The praxinoscope, invented by Charles-Emile Reynaud in 1876 was part of a range of popular philosophical or optical toys created in the 19th century. Like the praxinoscope, most attempted to create the illusion of movement using a series of static images.

In shape the Praxinoscope resembles a shallow cylinder with a concave base. Around the inner wall is a paper strip, which is changeable, featuring a series of twelve cartoons of a girl in different stages of dancing with birds. In the centre a second cylinder is situated, with twelve mirrors fixed to the outer walls, one corresponding to each image. To create the animation the outer drum is spun, the mirrors reflecting the passing images and giving the effect of fluid movement. There was often a lighting fixture at the top of this central cylinder to illuminate the images; this is missing from this apparatus.

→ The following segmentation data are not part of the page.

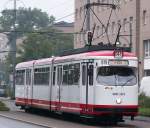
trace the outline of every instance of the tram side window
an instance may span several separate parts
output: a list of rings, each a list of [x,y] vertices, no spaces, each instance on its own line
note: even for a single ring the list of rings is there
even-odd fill
[[[89,75],[89,85],[93,85],[93,70],[94,66],[90,65],[89,70],[88,70],[88,75]]]
[[[31,69],[26,70],[26,85],[31,85]]]
[[[74,65],[69,65],[69,73],[68,73],[68,84],[73,85],[73,73],[74,73]]]
[[[53,68],[53,85],[55,85],[56,80],[56,67]]]
[[[16,71],[16,84],[24,85],[24,80],[25,80],[25,70]]]
[[[86,85],[86,66],[82,65],[82,85]]]
[[[50,68],[36,68],[34,69],[34,85],[49,85]]]
[[[57,84],[61,85],[62,83],[62,66],[57,67]]]
[[[74,76],[73,76],[73,84],[79,85],[80,81],[80,64],[74,64]]]
[[[68,65],[63,66],[63,85],[68,85]]]

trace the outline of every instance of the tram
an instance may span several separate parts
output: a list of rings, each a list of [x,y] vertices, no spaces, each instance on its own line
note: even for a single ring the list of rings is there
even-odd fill
[[[87,51],[16,66],[16,105],[81,117],[138,114],[138,61],[124,50]]]

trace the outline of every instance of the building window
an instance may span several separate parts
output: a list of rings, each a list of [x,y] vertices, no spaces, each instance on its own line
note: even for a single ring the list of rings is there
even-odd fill
[[[143,25],[146,25],[146,23],[147,23],[147,11],[144,10],[143,11]]]
[[[150,39],[144,40],[144,56],[150,57]]]
[[[112,34],[114,34],[115,33],[115,22],[112,22]]]

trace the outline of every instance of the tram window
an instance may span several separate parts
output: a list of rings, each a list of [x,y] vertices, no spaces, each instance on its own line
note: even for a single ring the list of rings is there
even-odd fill
[[[31,69],[26,70],[26,85],[31,85]]]
[[[68,85],[68,65],[63,66],[63,85]]]
[[[35,85],[49,85],[50,68],[36,68],[34,69],[34,84]]]
[[[73,84],[79,85],[80,81],[80,64],[74,64]]]
[[[93,70],[94,70],[94,66],[90,65],[88,69],[89,85],[93,85]]]
[[[56,80],[56,67],[53,68],[53,85],[55,85]]]
[[[57,84],[61,85],[62,83],[62,66],[57,67]]]
[[[82,65],[82,85],[86,85],[86,66]]]
[[[25,80],[25,70],[16,71],[16,84],[24,85],[24,80]]]

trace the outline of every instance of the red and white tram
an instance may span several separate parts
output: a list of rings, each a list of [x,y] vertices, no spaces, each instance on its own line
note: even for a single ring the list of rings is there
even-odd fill
[[[137,57],[118,53],[92,51],[17,64],[16,105],[116,121],[133,118],[138,113]]]

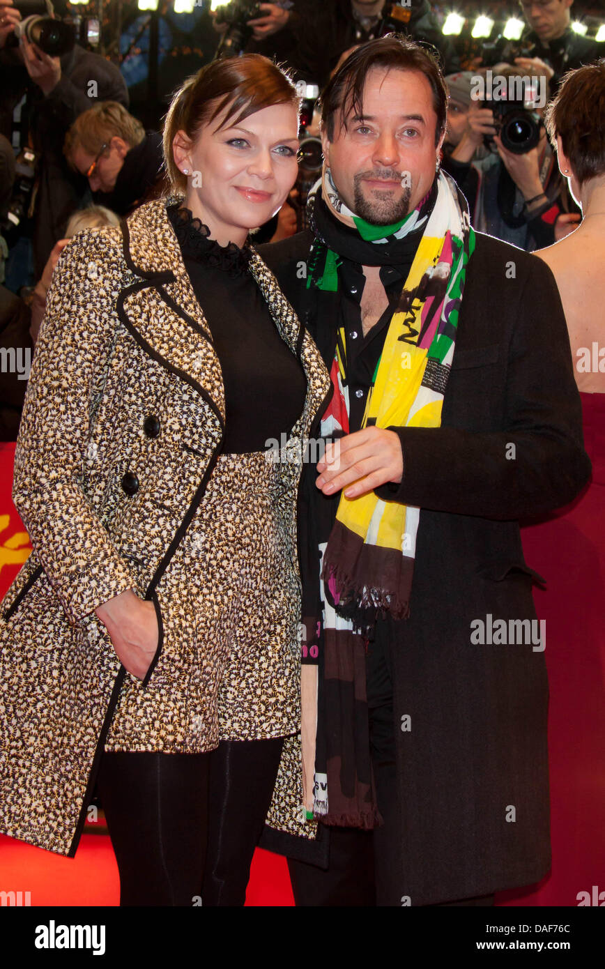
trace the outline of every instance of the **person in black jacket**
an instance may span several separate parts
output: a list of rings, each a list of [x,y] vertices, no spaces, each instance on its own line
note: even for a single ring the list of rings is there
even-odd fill
[[[32,271],[7,264],[7,279],[16,292],[33,285],[44,271],[50,251],[65,234],[79,207],[86,183],[70,172],[63,141],[70,125],[95,101],[113,100],[128,107],[128,89],[117,67],[79,45],[62,57],[49,57],[21,39],[18,47],[6,44],[20,14],[13,0],[0,4],[0,133],[13,144],[29,144],[41,153],[35,210],[20,234],[31,238]],[[25,96],[25,102],[17,106]],[[19,120],[16,120],[18,115]],[[19,261],[21,256],[19,255]]]
[[[260,250],[333,383],[299,516],[309,835],[261,842],[298,905],[491,905],[551,862],[519,519],[590,463],[555,279],[470,228],[446,112],[417,45],[359,47],[323,95],[312,230]]]
[[[602,56],[602,45],[571,29],[574,0],[519,0],[527,21],[521,45],[526,53],[515,58],[521,68],[530,65],[543,71],[557,92],[563,75]]]

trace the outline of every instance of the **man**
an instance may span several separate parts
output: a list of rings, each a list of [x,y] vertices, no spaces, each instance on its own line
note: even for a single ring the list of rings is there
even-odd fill
[[[516,57],[515,64],[524,71],[531,65],[538,68],[546,75],[556,94],[565,72],[597,60],[602,55],[602,47],[595,40],[571,29],[574,0],[519,2],[530,28],[521,43],[529,48],[529,53],[525,57]]]
[[[116,101],[93,105],[67,133],[65,157],[88,178],[95,202],[129,215],[164,188],[162,136],[145,132]]]
[[[571,501],[590,465],[555,279],[470,229],[439,172],[446,112],[423,48],[359,47],[323,94],[314,230],[261,248],[331,370],[338,439],[299,521],[319,824],[274,845],[299,905],[493,904],[550,865],[518,519]]]
[[[525,70],[527,78],[538,76],[533,64]],[[520,79],[519,68],[510,65],[496,66],[494,74],[509,82]],[[544,85],[535,108],[541,120],[544,107],[543,106],[548,100],[547,82],[544,76],[538,76],[534,83]],[[526,84],[522,89],[528,97],[528,80]],[[473,226],[527,252],[552,245],[572,232],[580,215],[558,171],[544,125],[540,124],[537,145],[516,154],[502,143],[499,133],[495,134],[494,102],[470,97],[462,137],[454,148],[445,149],[442,164],[468,200]],[[458,134],[462,125],[455,121],[454,127]],[[485,149],[487,137],[492,139],[492,151]]]
[[[13,0],[0,3],[0,133],[18,150],[28,144],[41,154],[35,210],[23,226],[31,238],[33,266],[15,250],[7,263],[7,280],[17,292],[33,285],[44,271],[50,251],[65,233],[86,183],[71,172],[63,157],[68,128],[96,101],[118,101],[128,107],[128,90],[118,68],[79,45],[61,57],[51,57],[24,37],[16,47],[7,45],[21,19]],[[27,246],[29,250],[29,245]],[[22,271],[16,271],[22,269]]]

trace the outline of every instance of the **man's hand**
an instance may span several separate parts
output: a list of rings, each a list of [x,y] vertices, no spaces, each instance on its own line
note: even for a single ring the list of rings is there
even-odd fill
[[[3,0],[0,4],[0,50],[5,46],[9,34],[15,30],[15,24],[20,19],[21,15],[13,6],[13,0]]]
[[[553,68],[545,61],[540,60],[539,57],[515,57],[515,64],[519,64],[522,71],[526,71],[532,67],[535,68],[540,74],[546,76],[547,80],[550,80],[555,74]]]
[[[122,666],[133,676],[144,679],[160,638],[153,603],[127,589],[99,606],[95,612],[106,626]]]
[[[525,201],[533,199],[536,195],[540,195],[544,189],[540,181],[538,148],[532,148],[531,151],[525,152],[525,155],[516,155],[504,147],[498,135],[494,136],[494,141],[497,147],[498,155],[502,159],[502,164],[506,167],[515,184],[523,192]]]
[[[484,137],[495,135],[494,111],[491,108],[482,108],[482,101],[471,101],[468,106],[466,127],[451,155],[457,162],[472,161],[477,148],[483,144]]]
[[[50,57],[41,50],[36,44],[21,37],[19,44],[23,51],[23,63],[31,79],[38,84],[45,95],[56,87],[61,79],[61,61],[59,57]]]
[[[401,481],[401,443],[393,430],[365,427],[328,445],[317,470],[315,484],[324,494],[344,487],[347,498],[357,498],[387,482]]]
[[[267,11],[263,16],[258,16],[255,20],[248,20],[248,27],[254,27],[252,37],[255,41],[262,41],[271,34],[276,34],[278,30],[285,27],[290,19],[290,11],[278,7],[274,3],[262,3],[261,10]]]

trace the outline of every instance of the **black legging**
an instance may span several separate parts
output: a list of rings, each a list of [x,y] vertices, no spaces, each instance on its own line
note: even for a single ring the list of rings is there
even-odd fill
[[[104,753],[97,790],[120,906],[243,905],[283,737],[207,754]],[[199,902],[198,902],[199,904]]]

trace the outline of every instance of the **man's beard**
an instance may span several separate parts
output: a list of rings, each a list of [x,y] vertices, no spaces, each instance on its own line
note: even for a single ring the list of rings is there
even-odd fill
[[[373,226],[392,226],[409,215],[409,204],[412,189],[409,184],[401,186],[401,195],[394,195],[393,189],[381,192],[372,189],[372,198],[366,199],[362,188],[364,178],[382,178],[392,181],[401,181],[401,175],[390,169],[380,172],[361,172],[353,179],[354,205],[353,211],[365,222]]]

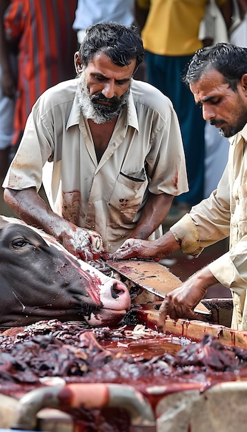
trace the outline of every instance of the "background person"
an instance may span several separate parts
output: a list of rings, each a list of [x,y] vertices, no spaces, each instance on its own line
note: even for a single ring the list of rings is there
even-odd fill
[[[41,93],[75,77],[76,0],[11,0],[6,37],[18,45],[18,80],[12,144],[18,147],[32,106]]]
[[[173,197],[188,190],[172,105],[132,79],[144,56],[135,29],[89,28],[75,54],[78,77],[34,104],[3,184],[22,219],[85,259],[102,240],[112,252],[130,236],[161,235]],[[37,195],[42,178],[52,210]]]
[[[195,306],[219,282],[233,297],[232,326],[247,330],[247,48],[218,43],[199,50],[186,80],[205,119],[230,138],[228,165],[217,188],[155,242],[130,239],[115,257],[160,259],[181,248],[198,256],[230,236],[229,251],[169,293],[161,311],[172,318],[197,318]],[[231,138],[233,137],[233,138]]]
[[[0,1],[0,178],[3,179],[9,166],[11,142],[14,132],[14,110],[17,88],[16,55],[4,34],[3,15],[10,4]]]
[[[204,126],[181,75],[195,52],[212,43],[199,39],[208,0],[137,0],[138,17],[146,50],[147,80],[172,101],[177,113],[186,159],[189,190],[175,199],[181,213],[189,211],[204,197]],[[231,0],[217,0],[230,23]],[[145,17],[146,19],[145,21]]]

This praxinoscope is part of the Francis Collection of pre-cinematic apparatus and ephemera, acquired by the Australian and Victorian Governments in 1975. David Francis was the curator of the National Film and Sound Archive of the British Film Institute as well as being a co-founder of the Museum of the Moving Image in London, which was operational between 1988 and 1999.

Physical Description

Metal drum with an inner and outer cylinder. The inner cylinder has 12 mirrors facing the outer cylinder, where the animation strip would be placed. A hole in the centre of the inner cylinder shows the placement for the missing candleholder and candle. The maker's logo and instruction label are placed on top of the inner cylinder. A female socket centre bottom shows the placement for the base/stand.